Marhevka met Doc Severinsen, a jazz trumpeter with the band of “The Tonight Show” with Johnny Carson. He walked on the set as the show’s band was getting ready for rehearsal.

“He basically stopped everything he was doing and he just hung out with me, because he knew I was a young aspiring trumpet player, and he knew my teacher so he knew that I was probably a pretty serious player,” he said. “And he just stopped everything (and) he just sat there and talked with me about trumpet.”

The experience of meeting “a super famous guy who I idolize” was inspiring for the young Marhevka.

“And I thought, you know if I ever get to any sort of status or anybody is interested in what I’m doing, I’m going to be that cool,” he said.

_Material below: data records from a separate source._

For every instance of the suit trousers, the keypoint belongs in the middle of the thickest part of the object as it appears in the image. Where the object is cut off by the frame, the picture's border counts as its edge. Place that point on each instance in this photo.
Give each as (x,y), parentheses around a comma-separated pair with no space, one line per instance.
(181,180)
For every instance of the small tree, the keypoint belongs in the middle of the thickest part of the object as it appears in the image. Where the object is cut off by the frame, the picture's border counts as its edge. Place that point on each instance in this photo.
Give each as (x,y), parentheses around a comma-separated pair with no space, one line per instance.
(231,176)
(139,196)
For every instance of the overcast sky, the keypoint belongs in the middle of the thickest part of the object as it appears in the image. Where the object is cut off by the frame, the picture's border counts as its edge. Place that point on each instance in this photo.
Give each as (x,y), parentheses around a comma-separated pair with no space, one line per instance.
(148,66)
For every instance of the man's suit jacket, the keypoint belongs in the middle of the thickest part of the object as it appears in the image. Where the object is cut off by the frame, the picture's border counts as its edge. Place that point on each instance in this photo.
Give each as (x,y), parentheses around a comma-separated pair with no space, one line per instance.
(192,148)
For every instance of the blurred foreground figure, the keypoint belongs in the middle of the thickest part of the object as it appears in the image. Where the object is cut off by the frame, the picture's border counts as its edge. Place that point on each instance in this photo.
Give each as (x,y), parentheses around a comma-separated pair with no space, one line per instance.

Marhevka did grow up to be that cool.

For decades now, Marhevka has been giving back to younger musicians in the same way that his teachers did for him when he was growing up in Santa Clarita.

“My teachers out there actually George Stone and Larry Thornton kind of inspired me to teach,” her said, also noting former College of the Canyon jazz legend Stewart “Dirk” Fischer. “I always liked to do that and I like to give back and help younger musicians and I watched my teachers do that with the younger kids.”

Marhevka, who is now also a Yamaha clinician and artist, started teaching high school students during his college years and today teaches out of his home studio in Glendale, California.

“I have a bunch of trumpet students that I teach and they’re actually all over,” he said, noting he had started online instruction a few years before the pandemic. “I’ve been kind of mentoring some students in Maui just because they don’t have any trumpet teachers on that island.”

The Big Bad Voodoo Daddy horn section has been enlisted in the education of younger musicians as well, said Marhevka, who is also giving back by mentoring teachers at Glendale High School and part-time music faculty at Glendale Community College.

When asked if he had any wishes for his birthday this year, this is what he said:

“For me, just being home, and my family is all going to be at the concert and a bunch of my friends and I’m playing on stage with my band in my hometown. So, you know, it’s all been covered. I don’t really need to wish for anything else.”